Perhaps that was how it was meant to be read. Although the New Testament opens with the Gospels, historically they came much later than the epistles. Before early Christians read of the life of Christ from Matthew, Mark, Luke, and John, they heard of him first from disciples and read of him from letters passed from church to church. The epistles prepared the way, the Gospels provided the culmination.
* * *
As I said in the beginning, it took a while for me to this habit. But now that it's formed, I look forward every day to reading the New Testament. I'm about to finish the cycle of the Gospels, and start once more on the letters. Perhaps this time around, I'll spice it with some commentary from the Church fathers. I also hear that Pope Benedict's "Jesus of Nazareth" is an excellent resource.

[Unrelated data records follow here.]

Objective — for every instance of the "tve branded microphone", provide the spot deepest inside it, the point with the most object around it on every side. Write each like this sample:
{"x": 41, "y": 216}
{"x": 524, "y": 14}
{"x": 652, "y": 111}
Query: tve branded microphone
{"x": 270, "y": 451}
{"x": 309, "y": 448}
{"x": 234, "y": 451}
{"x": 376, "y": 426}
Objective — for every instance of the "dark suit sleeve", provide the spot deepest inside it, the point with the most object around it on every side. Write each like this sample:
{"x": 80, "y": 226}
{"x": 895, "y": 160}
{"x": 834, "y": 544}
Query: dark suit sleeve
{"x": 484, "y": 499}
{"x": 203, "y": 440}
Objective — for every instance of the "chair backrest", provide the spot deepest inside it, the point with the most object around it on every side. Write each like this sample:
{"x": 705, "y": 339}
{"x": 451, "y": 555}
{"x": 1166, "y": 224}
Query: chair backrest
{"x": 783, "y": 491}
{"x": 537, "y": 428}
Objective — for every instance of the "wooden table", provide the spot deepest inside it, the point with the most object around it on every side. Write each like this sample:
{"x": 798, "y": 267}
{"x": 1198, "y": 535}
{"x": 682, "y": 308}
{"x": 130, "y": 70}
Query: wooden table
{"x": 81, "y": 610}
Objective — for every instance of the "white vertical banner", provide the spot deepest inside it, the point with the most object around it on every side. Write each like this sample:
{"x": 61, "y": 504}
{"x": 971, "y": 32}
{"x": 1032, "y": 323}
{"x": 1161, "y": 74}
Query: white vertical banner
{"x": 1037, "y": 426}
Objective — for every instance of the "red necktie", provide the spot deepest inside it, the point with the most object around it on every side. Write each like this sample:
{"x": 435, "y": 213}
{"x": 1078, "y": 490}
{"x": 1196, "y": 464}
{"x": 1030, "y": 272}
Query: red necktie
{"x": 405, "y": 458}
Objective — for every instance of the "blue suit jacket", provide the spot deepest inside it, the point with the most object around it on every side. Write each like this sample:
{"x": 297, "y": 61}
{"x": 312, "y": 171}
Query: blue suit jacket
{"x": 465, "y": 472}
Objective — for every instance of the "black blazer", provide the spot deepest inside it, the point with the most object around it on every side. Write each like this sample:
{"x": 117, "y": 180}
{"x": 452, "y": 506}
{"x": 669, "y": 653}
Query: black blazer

At the risk of sounding corny, I will say that the Gospel readings have been a transformative experience for me. I can only speak for myself, of course. I don't know how the Spirit might move another soul. Before you scoff at how reading the Gospels might effect a transformation (as I might have done if I were reading this from someone else), perhaps you should attempt the project yourself? Read and reflect: and once you've done it, I'd be real interested to hear your own story.